За всю экспедицию чувство юмора почти никогда не изменяло нам.
Вдруг слышим — сперва глухо, и то через телефон, потом все отчетливее, уже непосредственно — мощное хриплое урчание со всех сторон. Где-то вблизи, может быть прямо над нами, проходит большое грузовое судно. И сразу все безотчетно притихли под влиянием того же томительного чувства, которое в войну заставляло подводников невольно замирать, когда их настигал вражеский эсминец и каждую секунду надо было ждать разрыва глубинных бомб. У нас тоже не обходится без взрывов — правда, рвутся не пятисоткилограммовые махины, а всего лишь тридцатиграммовые запалы, подрываемые электродетонатором с «Приватира» у самой поверхности воды, или «suss» — акустические снаряды весом около 450 граммов, выстреливаемые особым шестидесятимиллиметровым минометом, установленным на «Линче».

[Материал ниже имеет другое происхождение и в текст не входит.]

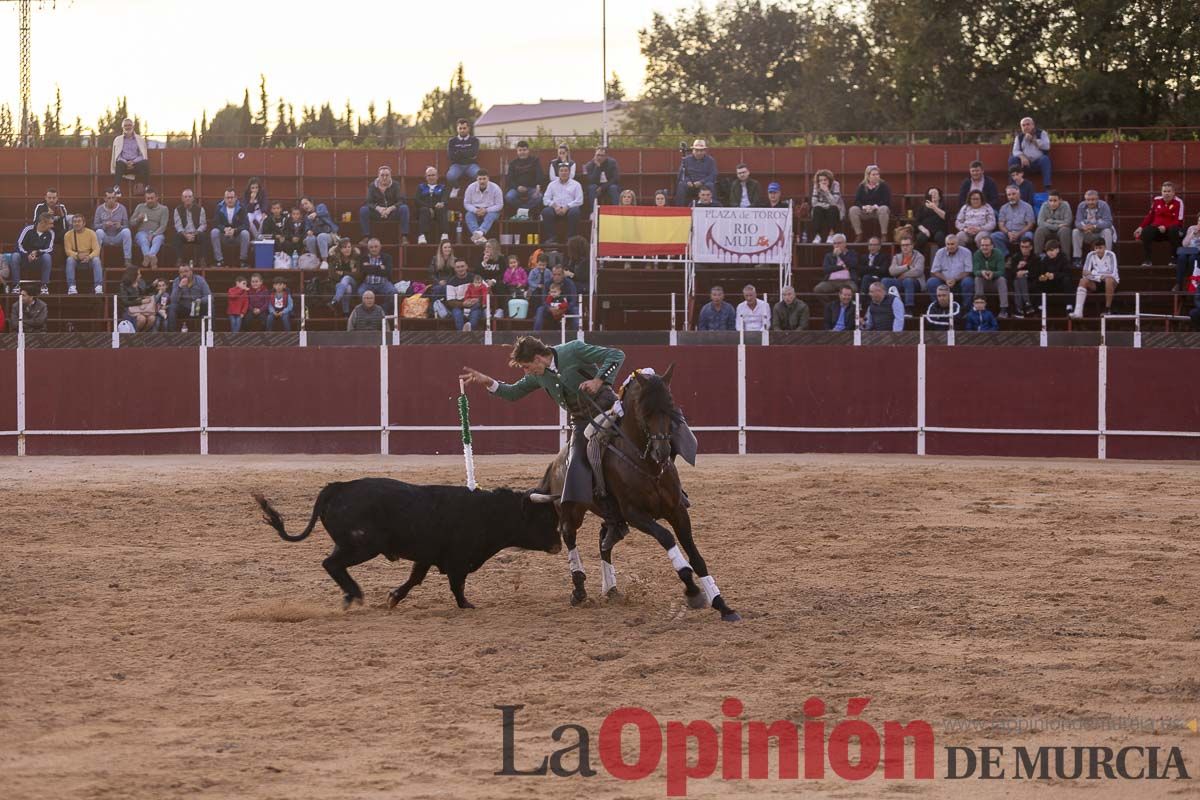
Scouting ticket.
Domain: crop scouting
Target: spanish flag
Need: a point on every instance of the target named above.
(643, 230)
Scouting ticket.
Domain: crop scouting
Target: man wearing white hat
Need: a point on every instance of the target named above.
(697, 172)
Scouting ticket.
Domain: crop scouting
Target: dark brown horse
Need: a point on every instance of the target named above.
(640, 474)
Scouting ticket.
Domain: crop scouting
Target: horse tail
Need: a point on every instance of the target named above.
(275, 521)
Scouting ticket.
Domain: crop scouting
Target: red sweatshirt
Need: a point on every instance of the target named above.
(1169, 215)
(239, 301)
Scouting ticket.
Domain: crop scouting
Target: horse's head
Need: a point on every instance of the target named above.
(652, 409)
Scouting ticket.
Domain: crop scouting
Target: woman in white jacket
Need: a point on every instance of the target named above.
(1099, 268)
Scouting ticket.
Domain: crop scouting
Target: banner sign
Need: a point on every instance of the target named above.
(741, 235)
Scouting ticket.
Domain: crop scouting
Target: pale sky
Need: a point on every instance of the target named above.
(198, 55)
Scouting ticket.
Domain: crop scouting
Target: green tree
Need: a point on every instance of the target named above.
(441, 108)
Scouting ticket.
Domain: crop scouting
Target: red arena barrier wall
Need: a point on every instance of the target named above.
(1153, 390)
(832, 388)
(327, 400)
(1011, 388)
(112, 390)
(300, 388)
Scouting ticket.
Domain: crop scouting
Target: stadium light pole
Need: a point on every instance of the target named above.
(604, 72)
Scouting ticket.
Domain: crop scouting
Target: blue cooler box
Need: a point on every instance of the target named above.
(264, 254)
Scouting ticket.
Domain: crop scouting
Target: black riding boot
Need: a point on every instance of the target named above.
(615, 527)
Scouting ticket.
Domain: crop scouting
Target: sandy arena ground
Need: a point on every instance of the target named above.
(159, 641)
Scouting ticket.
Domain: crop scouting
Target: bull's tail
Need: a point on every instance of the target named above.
(275, 521)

И ведь эти взрывы по сути дела еще один канал, по которому с поверхности до нас доходит преобразованная солнечная энергия: порох отдает энергию, пошедшую на его создание. Детонация снарядов «Линча» ощущается нами даже за несколько километров так сильно, что вполне можно представить себе взрыв настоящей глубинной бомбы вблизи подводной лодки… Нередко лодку губит даже не прямое поражение, а сильнейшая бортовая качка от ударной волны, при которой из аккумуляторов выплескивается кислота и лодка оказывается беспомощной из-за нехватки электроэнергии.
Один раз после взрыва акустического снаряда в километре от нас с одной из полок в мезоскафе свалился какой-то предмет. Пришлось мне попросить, чтобы впредь взрывы производили подальше. К тому же, хотя наш корпус сделан почти из той же стали, что и корпусы большинства американских военных подводных лодок, все-таки разница есть: у мезоскафа ударная прочность ниже.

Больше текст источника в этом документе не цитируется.